Wakil Wali Kota Bengkulu, Ronny PL Tobing, hadir secara langsung dalam acara tersebut. Ia tampak berbaur dengan para tamu undangan yang hadir, di antaranya anggota DPD RI Destita Khairilisani, Elisa Ermasari, dan Leni Hartati John Latief. Mewakili Gubernur Bengkulu, Pj Sekretaris Daerah Provinsi Bengkulu, Herwan Antoni, juga ikut serta dalam kegiatan tersebut.
Selain itu, sejumlah pejabat penting turut menghadiri malam ramah tamah, di antaranya Wakil Gubernur Lemhannas RI, perwakilan dari Badan Perencanaan Pembangunan Nasional (Bappenas), Kapolda Bengkulu Irjen Pol. Mardiyono, S.I.K., M.Si., Kepala BIN Daerah Bengkulu, Komandan Lanal Bengkulu, serta perwakilan dari Danrem 041/Gamas. Kehadiran para pejabat tersebut memperlihatkan dukungan nyata terhadap agenda pembangunan yang dicanangkan DPD RI.
Dalam sambutannya, Ketua DPD RI Sultan Bachtiar Najamudin menegaskan bahwa Bengkulu memiliki peran istimewa dalam perjalanan sejarah bangsa. Oleh sebab itu, daerah ini layak dipilih sebagai titik nol dimulainya program ketahanan pangan, salah satu bagian penting dari Asta Cita Presiden RI.
“Kok Bengkulu? Ya, memang semua daerah nantinya akan digilir. Tetapi titik nolnya harus dari Bengkulu. Karena Bengkulu adalah titik nol Indonesia. Dari kota inilah Bung Karno merumuskan gagasan tentang Indonesia merdeka, dan dari putri Bengkulu pula Merah Putih dijahit sebagai lambang perjuangan bangsa,” ungkap Sultan.
Ia menambahkan, program ketahanan pangan ini bukan sekadar agenda seremonial, melainkan langkah nyata untuk menggerakkan seluruh potensi daerah agar dapat berkontribusi pada kemandirian pangan nasional. Untuk itu, ia sengaja mengundang rekan-rekan sejawatnya di DPD RI agar datang langsung ke Bengkulu.

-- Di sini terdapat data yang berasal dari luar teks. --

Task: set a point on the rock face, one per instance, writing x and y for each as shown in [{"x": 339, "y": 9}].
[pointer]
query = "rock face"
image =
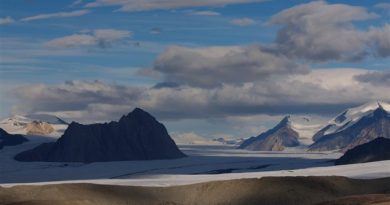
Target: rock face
[
  {"x": 39, "y": 128},
  {"x": 10, "y": 140},
  {"x": 137, "y": 136},
  {"x": 275, "y": 139},
  {"x": 363, "y": 129},
  {"x": 376, "y": 150}
]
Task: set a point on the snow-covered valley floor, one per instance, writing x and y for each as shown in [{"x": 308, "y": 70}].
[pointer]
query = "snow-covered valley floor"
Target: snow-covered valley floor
[{"x": 204, "y": 163}]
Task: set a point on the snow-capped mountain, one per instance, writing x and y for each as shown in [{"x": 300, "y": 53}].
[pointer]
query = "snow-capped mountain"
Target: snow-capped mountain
[
  {"x": 275, "y": 139},
  {"x": 136, "y": 136},
  {"x": 292, "y": 131},
  {"x": 41, "y": 124},
  {"x": 349, "y": 118},
  {"x": 353, "y": 127}
]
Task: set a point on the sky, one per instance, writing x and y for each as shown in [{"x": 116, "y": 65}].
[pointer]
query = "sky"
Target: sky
[{"x": 212, "y": 68}]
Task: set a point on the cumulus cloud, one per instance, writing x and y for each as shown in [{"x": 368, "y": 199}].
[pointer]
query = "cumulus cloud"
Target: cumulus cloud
[
  {"x": 76, "y": 3},
  {"x": 100, "y": 37},
  {"x": 205, "y": 13},
  {"x": 319, "y": 31},
  {"x": 243, "y": 22},
  {"x": 142, "y": 5},
  {"x": 57, "y": 15},
  {"x": 214, "y": 66},
  {"x": 6, "y": 20},
  {"x": 318, "y": 92},
  {"x": 383, "y": 6},
  {"x": 155, "y": 30},
  {"x": 375, "y": 78}
]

“Yang hadir malam ini baru kloter pertama. Besok pagi lebih ramai lagi, karena seluruh anggota DPD se-Sumatera akan hadir. Kita akan bersama-sama membahas dan mengawal program ketahanan pangan agar benar-benar memberikan manfaat nyata bagi masyarakat,” jelasnya.
Sultan juga menekankan bahwa kolaborasi antarlembaga, baik pusat maupun daerah, menjadi kunci dalam menyukseskan program tersebut. Menurutnya, tanpa sinergi dan kerja sama, mustahil agenda besar ini bisa berjalan optimal.

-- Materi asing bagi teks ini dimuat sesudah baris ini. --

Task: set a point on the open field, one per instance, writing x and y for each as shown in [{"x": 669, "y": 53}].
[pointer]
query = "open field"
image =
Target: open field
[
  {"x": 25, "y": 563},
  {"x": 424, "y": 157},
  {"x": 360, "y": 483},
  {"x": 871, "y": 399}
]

Malam ramah tamah itu berlangsung penuh keakraban. Para tamu undangan tampak saling berbincang, bertukar gagasan, dan menyampaikan harapan agar Bengkulu dapat semakin maju. Kehadiran Wakil Wali Kota Bengkulu Ronny PL Tobing menjadi bentuk dukungan pemerintah kota terhadap program nasional yang dicanangkan dari daerahnya sendiri.

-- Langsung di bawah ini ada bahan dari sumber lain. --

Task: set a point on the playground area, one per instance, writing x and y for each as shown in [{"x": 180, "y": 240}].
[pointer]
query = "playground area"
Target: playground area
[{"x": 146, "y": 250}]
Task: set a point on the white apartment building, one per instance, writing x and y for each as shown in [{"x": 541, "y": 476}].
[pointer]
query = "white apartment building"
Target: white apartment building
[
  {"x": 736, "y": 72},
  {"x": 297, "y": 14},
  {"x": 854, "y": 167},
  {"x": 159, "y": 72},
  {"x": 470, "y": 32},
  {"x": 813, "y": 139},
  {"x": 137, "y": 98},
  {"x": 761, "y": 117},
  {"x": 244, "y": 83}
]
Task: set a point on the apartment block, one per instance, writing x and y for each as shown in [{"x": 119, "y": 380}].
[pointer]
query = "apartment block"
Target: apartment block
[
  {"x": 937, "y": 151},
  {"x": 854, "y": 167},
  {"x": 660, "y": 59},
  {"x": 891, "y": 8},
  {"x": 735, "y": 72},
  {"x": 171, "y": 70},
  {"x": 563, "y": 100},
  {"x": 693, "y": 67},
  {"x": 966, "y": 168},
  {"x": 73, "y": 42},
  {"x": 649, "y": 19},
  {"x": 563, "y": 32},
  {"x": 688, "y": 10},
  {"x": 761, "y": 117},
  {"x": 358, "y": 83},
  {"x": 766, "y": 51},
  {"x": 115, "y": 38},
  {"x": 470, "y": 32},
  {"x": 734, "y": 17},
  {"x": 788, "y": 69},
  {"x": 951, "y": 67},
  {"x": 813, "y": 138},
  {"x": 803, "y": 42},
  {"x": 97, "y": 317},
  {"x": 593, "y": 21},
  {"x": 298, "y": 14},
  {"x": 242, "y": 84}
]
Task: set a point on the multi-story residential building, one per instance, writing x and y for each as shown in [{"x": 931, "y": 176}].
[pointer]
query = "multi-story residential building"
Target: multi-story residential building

Acara tersebut sekaligus menjadi momentum penting bagi Bengkulu untuk menunjukkan potensinya di tingkat nasional. Dengan ditetapkannya provinsi ini sebagai titik nol program ketahanan pangan, diharapkan Bengkulu dapat memainkan peran strategis sebagai daerah penggerak pembangunan dan ketahanan nasional di sektor pangan.